Similar episodes have affected Nike, Primark, and Coca-Cola, among others. Lower international labor standards are hurting not just workers, but also companies’ bottom lines. Businesses that support room for civil society to raise issues of gross labor exploitation are pursuing an enlightened form of self-interest.

Environmental protection and sustainability

The increasing strain on the world’s resources is making it more difficult for companies to access raw materials and creating an unpredictable business environment. In addition to fundamental problems like pollution and ecological destruction, the fluctuating temperatures, rainfall patterns, and sea levels associated with long-term climate change can make multiyear planning for resource extraction and manufacturing all but impossible, affecting everything from forest products to hydroelectric power.

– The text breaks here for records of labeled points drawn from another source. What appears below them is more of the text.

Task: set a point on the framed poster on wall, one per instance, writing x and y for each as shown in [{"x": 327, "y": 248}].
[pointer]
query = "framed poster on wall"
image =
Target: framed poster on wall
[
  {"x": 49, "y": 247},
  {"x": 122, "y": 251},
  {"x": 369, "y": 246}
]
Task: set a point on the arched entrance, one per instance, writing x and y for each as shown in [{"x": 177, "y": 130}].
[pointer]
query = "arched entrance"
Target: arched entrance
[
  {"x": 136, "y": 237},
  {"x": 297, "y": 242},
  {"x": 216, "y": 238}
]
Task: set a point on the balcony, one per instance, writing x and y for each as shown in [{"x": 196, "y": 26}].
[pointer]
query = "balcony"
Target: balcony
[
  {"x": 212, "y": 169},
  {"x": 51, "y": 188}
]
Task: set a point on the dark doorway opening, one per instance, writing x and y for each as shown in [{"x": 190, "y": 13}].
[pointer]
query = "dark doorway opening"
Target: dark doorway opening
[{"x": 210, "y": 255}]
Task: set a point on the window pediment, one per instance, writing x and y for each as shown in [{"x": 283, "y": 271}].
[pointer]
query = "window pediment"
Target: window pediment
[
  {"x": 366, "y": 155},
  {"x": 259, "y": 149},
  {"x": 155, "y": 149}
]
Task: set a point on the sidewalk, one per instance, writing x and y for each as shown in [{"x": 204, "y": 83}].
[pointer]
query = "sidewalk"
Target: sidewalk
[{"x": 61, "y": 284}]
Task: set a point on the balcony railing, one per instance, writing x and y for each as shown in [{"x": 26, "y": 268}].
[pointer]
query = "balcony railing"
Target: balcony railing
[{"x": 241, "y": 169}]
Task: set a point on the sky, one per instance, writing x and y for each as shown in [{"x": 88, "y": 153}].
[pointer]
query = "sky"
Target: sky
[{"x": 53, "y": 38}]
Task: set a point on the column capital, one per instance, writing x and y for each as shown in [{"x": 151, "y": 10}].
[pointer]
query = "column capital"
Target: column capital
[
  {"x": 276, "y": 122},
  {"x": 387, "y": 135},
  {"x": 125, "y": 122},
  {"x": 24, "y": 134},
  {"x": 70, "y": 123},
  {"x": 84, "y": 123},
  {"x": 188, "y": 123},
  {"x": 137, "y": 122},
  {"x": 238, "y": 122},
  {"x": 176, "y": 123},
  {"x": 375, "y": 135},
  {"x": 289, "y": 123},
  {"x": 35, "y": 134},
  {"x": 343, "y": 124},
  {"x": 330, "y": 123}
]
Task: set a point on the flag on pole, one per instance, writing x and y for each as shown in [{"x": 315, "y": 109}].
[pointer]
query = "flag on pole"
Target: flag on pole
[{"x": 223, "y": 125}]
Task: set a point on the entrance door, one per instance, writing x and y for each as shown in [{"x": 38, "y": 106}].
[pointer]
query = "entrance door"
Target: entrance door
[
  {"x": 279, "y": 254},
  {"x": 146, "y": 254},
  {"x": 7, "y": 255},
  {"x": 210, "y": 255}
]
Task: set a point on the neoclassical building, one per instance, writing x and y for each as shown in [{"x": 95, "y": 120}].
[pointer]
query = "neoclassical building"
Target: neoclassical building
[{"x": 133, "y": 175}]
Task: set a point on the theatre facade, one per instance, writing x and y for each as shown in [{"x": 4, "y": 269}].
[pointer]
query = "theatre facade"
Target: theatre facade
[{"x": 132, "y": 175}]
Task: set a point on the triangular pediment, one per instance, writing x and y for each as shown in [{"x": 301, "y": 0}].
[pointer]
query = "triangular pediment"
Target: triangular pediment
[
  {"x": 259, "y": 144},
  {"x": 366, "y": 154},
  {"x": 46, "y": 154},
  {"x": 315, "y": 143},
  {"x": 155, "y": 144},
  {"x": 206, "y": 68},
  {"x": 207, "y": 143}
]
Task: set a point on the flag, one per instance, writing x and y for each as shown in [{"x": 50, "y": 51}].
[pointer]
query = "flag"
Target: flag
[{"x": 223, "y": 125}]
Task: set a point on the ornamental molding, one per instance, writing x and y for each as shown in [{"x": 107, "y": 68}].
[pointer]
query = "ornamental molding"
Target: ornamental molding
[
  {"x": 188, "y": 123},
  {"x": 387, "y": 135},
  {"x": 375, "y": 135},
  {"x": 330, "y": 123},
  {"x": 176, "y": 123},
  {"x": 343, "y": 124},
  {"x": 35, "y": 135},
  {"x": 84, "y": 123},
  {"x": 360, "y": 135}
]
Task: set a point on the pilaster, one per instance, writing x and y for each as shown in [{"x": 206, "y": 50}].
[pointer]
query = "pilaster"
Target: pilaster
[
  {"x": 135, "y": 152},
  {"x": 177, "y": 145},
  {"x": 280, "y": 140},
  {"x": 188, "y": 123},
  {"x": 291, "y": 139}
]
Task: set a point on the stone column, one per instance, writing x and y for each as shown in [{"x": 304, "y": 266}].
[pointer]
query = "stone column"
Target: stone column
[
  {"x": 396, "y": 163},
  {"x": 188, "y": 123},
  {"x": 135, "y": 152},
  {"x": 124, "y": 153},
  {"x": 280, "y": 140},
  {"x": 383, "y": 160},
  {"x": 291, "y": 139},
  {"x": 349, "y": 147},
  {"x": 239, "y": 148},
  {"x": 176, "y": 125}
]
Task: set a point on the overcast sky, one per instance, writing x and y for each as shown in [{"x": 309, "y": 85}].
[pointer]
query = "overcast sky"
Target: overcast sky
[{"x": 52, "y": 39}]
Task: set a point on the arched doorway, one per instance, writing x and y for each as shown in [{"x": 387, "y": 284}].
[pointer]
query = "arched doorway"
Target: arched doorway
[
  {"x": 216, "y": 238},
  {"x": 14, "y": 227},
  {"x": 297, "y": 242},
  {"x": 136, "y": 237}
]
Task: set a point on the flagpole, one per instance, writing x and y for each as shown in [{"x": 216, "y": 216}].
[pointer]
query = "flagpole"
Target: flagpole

Environmental groups, when not restricted by their governments or nonstate actors, shine an important spotlight on regimes that refuse to maintain basic environmental standards. NGOs and prize-winning independent media have, for instance, uncovered overfishing and poaching as well as human trafficking in Southeast Asia’s fishing industry. Multinational corporations should openly encourage these efforts to expose violations. While the resulting controversy can create short-term volatility for some businesses, it also helps to improve enforcement and benefits the companies that maintain high standards. Any association with the promotion of sustainable practices can enhance a corporation’s reputation, making environmental advocates an important partner for multinationals. 

Partnering with civil society around the world can clearly be a boon to corporations headquartered in the United States and other leading democracies. Conversely, allowing civic groups to be stifled does significant harm. Given the global trend of increasing pressure on NGOs by autocratic regimes and illiberal democracies over the past decade, the multinational business sector should waste no time in coming to civil society’s defense.